Es imposible que no destaque. Con 16 años cumplidos en abril mide 2,18 metros y puede que no haya terminado de pegar aún el estirón. Pero Aday Mara (Zaragoza, 7 de abril de 2005) no es solo una torre, un adolescente genéticamente privilegiado, sino que, además, es también un buen jugador de baloncesto. Este viernes debutó en la LEB Oro con la camiseta del Levitec Huesca La Magia y, aunque el equipo perdió en Castellón (85-62), el joven zaragozano se llevo la ovación de la grada.

Aday Mara, hijo de un exjugador del antiguo CAI Zaragoza y de una internacional de voleibol, ya está acostumbrado a destacar entre los grandes. Como cadete ha disputado varios torneos júnior, el Campeonato de España o el Adidas Next Generation por ejemplo, y en todos ha dejado su huella, convirtiéndose pronto en el centro de atención de ojeadores varios. En su debut en la LEB Oro estuvo 16 minutos en pista que le valieron para ser uno de los mejores del equipo oscense, con 8 puntos sin fallo (4/4 en tiros de dos), 5 rebotes, 3 tapones, 3 pérdidas para 13 créditos de valoración.

Mara pertenece a la cantera del Casademont Zaragoza. Actualmente está enrolado en las filas del júnior que compite también en la Liga EBA como Embou Olivar. En la primera jornada ya destacó en la pista del CB Salou (78-83), con 12 puntos (4/5 en tiros de dos, 1/1 en tiros de tres y 1/2 en tiros libres), 9 rebotes, 2 asistencias, 2 tapones y 22 de valoración en algo más de 26 minutos. Este domingo le toca recibir al Sant Cugat (17.00 horas) en el club de Miralbueno. Pero mientras, el Levitec Huesca La Magia debía debutar en la LEB Oro con bajas importantes en el juego interior. Sergio Lamúa no podía contar para el estreno con Aleksandar Andrejevic, positivo en covid-19 y que aún no se ha podido incorporar al equipo, ni con Aitor Etxeguren y Gracin Bakumanya por lesión.

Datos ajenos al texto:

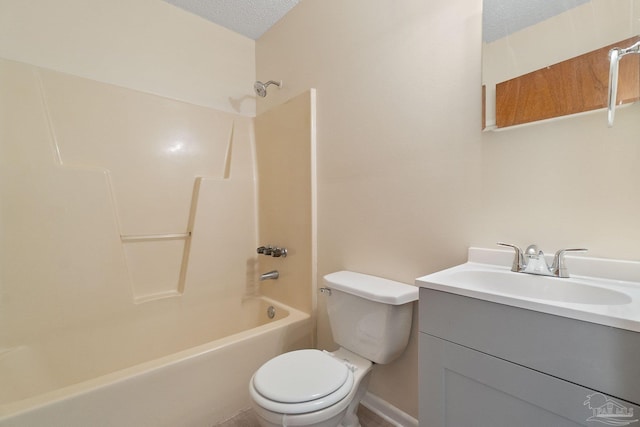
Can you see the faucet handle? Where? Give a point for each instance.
(518, 259)
(558, 267)
(279, 252)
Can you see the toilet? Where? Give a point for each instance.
(370, 319)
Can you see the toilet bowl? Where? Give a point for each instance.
(310, 388)
(370, 319)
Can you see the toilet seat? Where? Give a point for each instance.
(301, 381)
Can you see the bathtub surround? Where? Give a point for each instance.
(286, 163)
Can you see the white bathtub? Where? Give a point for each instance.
(164, 365)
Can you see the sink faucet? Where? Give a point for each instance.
(532, 261)
(272, 275)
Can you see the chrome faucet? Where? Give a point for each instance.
(271, 275)
(532, 261)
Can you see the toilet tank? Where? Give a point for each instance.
(369, 315)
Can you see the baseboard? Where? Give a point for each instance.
(387, 411)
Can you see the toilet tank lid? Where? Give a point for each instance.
(372, 288)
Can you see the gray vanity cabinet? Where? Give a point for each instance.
(489, 365)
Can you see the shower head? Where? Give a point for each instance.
(261, 88)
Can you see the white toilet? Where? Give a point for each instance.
(370, 319)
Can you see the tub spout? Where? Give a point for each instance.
(272, 275)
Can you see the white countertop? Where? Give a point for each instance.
(618, 278)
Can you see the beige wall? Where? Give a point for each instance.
(399, 148)
(147, 45)
(406, 179)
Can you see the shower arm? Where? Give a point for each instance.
(615, 55)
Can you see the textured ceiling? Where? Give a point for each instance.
(503, 17)
(248, 17)
(253, 18)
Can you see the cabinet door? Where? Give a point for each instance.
(461, 387)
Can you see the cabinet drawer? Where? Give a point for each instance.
(595, 356)
(460, 387)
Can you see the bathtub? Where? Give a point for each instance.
(161, 365)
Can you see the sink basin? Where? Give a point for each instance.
(600, 290)
(539, 287)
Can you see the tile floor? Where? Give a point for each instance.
(248, 419)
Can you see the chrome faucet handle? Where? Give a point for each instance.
(279, 252)
(558, 268)
(518, 260)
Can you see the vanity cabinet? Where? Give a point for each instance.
(484, 364)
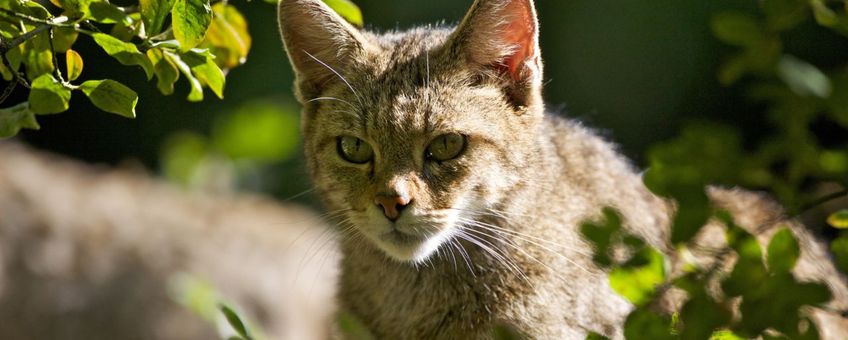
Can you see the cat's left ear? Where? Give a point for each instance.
(502, 37)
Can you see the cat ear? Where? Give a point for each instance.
(503, 36)
(319, 43)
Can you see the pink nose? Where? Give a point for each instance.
(392, 205)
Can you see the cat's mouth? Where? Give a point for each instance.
(401, 238)
(407, 246)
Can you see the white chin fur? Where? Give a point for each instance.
(415, 253)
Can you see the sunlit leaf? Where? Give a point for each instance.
(637, 284)
(165, 70)
(227, 37)
(736, 28)
(106, 13)
(196, 90)
(785, 14)
(48, 95)
(600, 235)
(37, 57)
(126, 53)
(153, 13)
(203, 67)
(73, 63)
(15, 118)
(783, 251)
(839, 219)
(643, 323)
(839, 247)
(803, 78)
(348, 10)
(235, 321)
(64, 38)
(111, 96)
(189, 20)
(257, 131)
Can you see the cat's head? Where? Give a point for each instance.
(411, 136)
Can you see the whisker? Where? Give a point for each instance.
(337, 74)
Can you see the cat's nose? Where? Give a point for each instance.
(392, 205)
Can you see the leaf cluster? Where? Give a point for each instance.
(166, 39)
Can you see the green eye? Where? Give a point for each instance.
(355, 150)
(446, 147)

Debido al convenio existente entre ambos clubs y reforzado este mismo verano, el Levitec llamó a última hora de Aday Mara y Pavle Stosic, que hicieron un par de entrenamientos con el equipo y viajaron a Castellón para echar una mano en un roster muy corto. El conjunto peñista no pudo superar a su rival, pero Aday Mara dio un paso más en su formación y crecimiento como jugador.

Los pasos

«Nos ha venido a echar una mano desde Zaragoza, tiene una trayectoria muy buena en las categorías inferiores. Nos faltan interiores y él nos ha dado esa aportación. Ha hecho un buen partido, necesita aprovechar esos minutos y los ha aprovechado para seguir creciendo, mejorando y haciéndose como jugador. Es un niño todavía, es un bebé muy grande, un niño de 16 años. Tiene que aprovechar y entrenar mañana con su equipo de Liga EBA, el domingo jugar con su equipo, el lunes venir con nosotros, el martes competir. Tiene que seguir mejorando y haciéndose jugador. No hay que darle más importancia más que felicitarlo porque con solo dos entrenamientos ha sido capaz de salir a pista y jugar ante gente muy competitiva», valoró Lamúa tras el partido.

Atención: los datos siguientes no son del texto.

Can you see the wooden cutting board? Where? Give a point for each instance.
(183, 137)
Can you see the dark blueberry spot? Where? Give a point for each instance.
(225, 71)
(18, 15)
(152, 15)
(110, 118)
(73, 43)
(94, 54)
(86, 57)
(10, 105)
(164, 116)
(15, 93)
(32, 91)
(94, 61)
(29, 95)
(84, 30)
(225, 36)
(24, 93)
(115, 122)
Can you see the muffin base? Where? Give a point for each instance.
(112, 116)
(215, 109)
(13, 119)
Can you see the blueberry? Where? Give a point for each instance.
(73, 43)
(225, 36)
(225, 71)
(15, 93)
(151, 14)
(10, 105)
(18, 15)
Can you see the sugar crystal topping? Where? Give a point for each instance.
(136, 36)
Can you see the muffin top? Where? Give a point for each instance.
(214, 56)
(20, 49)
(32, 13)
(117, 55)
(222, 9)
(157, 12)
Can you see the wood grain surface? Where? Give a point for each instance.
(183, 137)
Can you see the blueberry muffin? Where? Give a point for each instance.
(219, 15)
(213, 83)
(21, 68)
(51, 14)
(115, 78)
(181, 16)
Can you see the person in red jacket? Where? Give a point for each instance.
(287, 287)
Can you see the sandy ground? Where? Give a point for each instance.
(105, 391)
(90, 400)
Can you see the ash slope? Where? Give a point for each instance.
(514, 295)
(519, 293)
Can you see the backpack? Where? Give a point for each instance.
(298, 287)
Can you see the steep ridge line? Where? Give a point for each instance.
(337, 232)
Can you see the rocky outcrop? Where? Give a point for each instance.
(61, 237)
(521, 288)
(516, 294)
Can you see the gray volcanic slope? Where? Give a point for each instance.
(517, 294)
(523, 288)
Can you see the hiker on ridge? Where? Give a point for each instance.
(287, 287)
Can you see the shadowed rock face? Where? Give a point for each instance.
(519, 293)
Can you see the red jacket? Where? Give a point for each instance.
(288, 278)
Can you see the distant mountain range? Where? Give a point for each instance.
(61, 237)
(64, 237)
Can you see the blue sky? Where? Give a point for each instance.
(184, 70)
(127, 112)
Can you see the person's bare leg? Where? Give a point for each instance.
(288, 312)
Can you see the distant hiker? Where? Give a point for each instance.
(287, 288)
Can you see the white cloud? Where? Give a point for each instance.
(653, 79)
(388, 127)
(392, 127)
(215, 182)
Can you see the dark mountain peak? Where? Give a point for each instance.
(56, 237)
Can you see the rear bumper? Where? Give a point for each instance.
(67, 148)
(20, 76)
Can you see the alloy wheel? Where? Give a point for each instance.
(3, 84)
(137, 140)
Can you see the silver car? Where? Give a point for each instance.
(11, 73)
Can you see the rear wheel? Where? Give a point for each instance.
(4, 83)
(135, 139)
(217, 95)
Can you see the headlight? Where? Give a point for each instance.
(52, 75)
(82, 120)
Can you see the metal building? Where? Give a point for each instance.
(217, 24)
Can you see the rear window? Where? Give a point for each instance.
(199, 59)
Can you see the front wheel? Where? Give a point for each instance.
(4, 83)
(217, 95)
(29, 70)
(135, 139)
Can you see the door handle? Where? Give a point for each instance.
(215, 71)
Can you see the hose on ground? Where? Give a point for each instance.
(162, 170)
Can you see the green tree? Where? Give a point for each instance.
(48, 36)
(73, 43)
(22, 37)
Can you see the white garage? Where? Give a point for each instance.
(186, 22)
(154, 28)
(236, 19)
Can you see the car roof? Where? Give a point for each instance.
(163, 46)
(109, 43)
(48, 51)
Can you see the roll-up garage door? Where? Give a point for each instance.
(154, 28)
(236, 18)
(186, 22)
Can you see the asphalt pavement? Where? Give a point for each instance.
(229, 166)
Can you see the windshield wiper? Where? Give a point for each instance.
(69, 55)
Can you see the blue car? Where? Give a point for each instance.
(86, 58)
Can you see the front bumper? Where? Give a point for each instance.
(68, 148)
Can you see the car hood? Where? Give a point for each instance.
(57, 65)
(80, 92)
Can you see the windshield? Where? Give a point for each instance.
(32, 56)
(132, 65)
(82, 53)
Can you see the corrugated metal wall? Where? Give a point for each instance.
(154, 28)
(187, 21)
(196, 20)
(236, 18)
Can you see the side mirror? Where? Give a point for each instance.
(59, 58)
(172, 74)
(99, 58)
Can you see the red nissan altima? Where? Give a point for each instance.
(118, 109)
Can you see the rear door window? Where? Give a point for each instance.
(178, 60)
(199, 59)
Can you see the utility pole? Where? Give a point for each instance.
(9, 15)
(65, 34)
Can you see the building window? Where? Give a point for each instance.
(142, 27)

Ya ha destacado en las categorías inferiores –es un fijo con Aragón y ha participado también con la española– y ahora empieza a llamar la atención en la LEB Oro. Porque pese a su tamaño, y aunque físicamente no haya completado aún su desarrollo, es un jugador bastante coordinado, que usa las dos manos, tiene buena muñeca y va bien al rebote. Además, está acostumbrado a jugar ya contra rivales más mayores y no le asustan los retos.